Récolte céréalière de l'UE

Estimations


 

Le Copa et la Cogeca révisent
à la baisse les prévisions céréalières de l’UE et soulignent
la situation difficile du marché

Le Copa et Cogeca ont publié aujourd'hui de nouvelles estimations pour la récolte céréalière de l'UE de cette année et prévoient une baisse de 6 % de la production céréalière et oléagineuse de l'UE, en raison de conditions climatiques extrêmes.

Max Schulman, Président du groupe de travail « Céréales » du Copa et de la Cogeca , a déclaré : « Les agriculteurs de certains pays d'Europe centrale et du Nord - Estonie, Lettonie, Lituanie, Danemark, Suède, Pologne, Allemagne et Finlande - ont été frappés de plein fouet par une grave sécheresse qui atteint des proportions catastrophiques. Alors que certains pays du Sud (Péninsule Ibérique, Italie, France) ont connu des inondations. Nous prévoyons donc une baisse d'environ 6 % de la récolte céréalière de l'UE par rapport à 2017, pour un total de 273, 8 millions de tonnes ».
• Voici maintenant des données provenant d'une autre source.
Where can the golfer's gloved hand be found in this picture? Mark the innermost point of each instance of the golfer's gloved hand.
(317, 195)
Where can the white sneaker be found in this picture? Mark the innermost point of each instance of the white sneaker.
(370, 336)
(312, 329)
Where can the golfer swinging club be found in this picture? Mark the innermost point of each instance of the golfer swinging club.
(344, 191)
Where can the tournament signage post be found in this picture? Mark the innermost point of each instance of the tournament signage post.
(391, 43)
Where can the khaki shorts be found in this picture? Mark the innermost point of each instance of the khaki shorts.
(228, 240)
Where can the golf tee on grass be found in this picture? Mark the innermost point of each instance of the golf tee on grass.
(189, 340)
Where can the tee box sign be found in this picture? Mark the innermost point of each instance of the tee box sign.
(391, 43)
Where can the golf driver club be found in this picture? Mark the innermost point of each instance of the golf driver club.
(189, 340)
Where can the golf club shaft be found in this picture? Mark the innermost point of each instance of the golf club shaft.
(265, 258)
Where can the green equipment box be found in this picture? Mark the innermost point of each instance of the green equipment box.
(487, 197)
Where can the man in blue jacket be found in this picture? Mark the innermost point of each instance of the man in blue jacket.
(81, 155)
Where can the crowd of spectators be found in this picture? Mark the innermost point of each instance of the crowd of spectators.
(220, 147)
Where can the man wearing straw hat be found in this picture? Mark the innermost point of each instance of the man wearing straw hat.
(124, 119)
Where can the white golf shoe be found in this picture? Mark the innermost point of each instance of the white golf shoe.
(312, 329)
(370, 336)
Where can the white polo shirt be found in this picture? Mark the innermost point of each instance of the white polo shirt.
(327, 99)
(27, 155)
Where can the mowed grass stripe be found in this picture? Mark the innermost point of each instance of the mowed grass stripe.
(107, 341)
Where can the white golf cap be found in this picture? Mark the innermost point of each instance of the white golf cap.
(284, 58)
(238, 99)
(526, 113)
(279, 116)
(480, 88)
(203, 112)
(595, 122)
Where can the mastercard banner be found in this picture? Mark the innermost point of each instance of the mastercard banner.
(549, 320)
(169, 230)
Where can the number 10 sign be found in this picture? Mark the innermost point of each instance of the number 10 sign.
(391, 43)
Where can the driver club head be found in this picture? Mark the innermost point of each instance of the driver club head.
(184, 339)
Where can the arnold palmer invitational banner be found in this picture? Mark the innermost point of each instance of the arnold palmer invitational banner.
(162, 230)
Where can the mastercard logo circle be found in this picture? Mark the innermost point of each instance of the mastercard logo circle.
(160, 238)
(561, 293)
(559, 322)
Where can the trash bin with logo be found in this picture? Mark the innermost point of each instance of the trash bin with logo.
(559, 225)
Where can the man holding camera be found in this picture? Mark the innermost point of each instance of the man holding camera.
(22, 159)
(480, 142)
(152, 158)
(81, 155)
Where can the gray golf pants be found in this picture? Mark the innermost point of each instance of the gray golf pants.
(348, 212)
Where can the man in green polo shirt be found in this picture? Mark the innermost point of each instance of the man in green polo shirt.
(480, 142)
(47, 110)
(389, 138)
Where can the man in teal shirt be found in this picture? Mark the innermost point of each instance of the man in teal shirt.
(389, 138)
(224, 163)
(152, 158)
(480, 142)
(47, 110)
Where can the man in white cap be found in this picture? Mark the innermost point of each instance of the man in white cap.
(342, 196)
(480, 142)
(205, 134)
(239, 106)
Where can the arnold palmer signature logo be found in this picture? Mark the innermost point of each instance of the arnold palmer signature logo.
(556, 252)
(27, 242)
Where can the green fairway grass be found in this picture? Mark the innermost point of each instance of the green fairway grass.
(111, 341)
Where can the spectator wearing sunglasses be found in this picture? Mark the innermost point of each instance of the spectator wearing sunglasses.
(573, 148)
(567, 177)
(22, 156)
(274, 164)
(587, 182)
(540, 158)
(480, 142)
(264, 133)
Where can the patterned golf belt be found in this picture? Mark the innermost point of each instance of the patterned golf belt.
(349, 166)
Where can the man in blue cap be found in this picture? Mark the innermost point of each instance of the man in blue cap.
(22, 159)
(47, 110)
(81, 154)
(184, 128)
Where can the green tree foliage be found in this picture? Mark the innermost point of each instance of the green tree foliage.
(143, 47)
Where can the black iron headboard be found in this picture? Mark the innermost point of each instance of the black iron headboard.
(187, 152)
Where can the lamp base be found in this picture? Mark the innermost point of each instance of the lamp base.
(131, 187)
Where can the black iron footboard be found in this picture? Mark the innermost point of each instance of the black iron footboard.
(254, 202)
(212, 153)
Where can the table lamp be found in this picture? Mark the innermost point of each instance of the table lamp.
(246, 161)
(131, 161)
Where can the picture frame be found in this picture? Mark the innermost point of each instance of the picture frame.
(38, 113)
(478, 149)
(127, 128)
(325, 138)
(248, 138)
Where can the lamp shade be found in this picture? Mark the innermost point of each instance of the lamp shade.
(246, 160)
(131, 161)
« Pour le blé tendre, une réduction de 2,2 % de la surface est prévue car les prix restent inférieurs aux coûts de production et les agriculteurs continuent d'être touchés par le ciseau des prix », a ajouté M. Schulman.
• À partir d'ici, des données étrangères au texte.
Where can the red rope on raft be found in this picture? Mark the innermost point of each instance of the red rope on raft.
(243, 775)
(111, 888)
Arnaud Rousseau, Président du groupe de travail « Graines oléagineuses » du Copa et de la Cogeca, a ensuite mis en garde contre la baisse estimée à 6 % de la production d'oléagineux dans l'UE (2 millions de tonnes de moins), par rapport à l'année dernière, avec une récolte de 31,5 millions de tonnes. Nous sommes également préoccupés par le remplacement des biocarburants issus de cultures agricoles de l'UE par des importations d'huile de palme et de biodiesel. Les biocarburants à base de cultures  agricoles de l'UE qui génèrent un co-produit riche en protéines pour l'alimentation animale doivent être encouragés par rapport à l'huile de palme dans l'UE. En outre, nous demandons à la Commission de mettre en œuvre d'urgence le droit compensateur sur les importations de biodiesel en provenance d'Argentine.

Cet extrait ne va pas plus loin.